As a brief aside: The previous paragraph’s use of the word “average,” usually means “mean” for drug trials, but there’s now a movement toward comparing not the two groups’ means, but the frequency among each group of having worsened by a pre-determined amount over the trial period. Those two frequencies and their confidence intervals are then compared. That “given amount” is the motivation behind using the “minimal clinically important difference” for that specific medical condition. The confidence interval is the span of possible results in which 95% (typically; occasionally 90%) of each group’s frequency occurs. (Nerd alert: The “95%CI” measures the variability of a frequency, just as the standard deviation measures the variability of a mean.)
Getting back to maximizing a study’s power: One way to do that is to choose an outcome measure with as little random “noise” as possible. Such noise could arise from ambiguous wording in the scoring definitions, poor rater training, inclusion of medically irrelevant items in the scoring, poor fidelity between rating definitions and the true natural history of the disease, and many other factors.

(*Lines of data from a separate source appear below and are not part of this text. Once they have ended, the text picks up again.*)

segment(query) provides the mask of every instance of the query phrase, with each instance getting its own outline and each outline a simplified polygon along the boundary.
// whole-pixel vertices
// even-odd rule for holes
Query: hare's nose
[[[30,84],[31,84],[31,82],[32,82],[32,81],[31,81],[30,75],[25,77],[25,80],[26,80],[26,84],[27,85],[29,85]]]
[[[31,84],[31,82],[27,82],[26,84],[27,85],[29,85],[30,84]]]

But another good way to reduce random noise in the results is simply to increase the number of patients in the study. That’s why the medical literature often expresses the “power” of a clinical trial as the number of patients (the “N”) required to minimize the noise to the point where both the α and the β are acceptable. Obviously, the lower the N, the greater the power.
“Mayod,” I hope that answers your question, and as for the rest of you, thanks for powering through this far.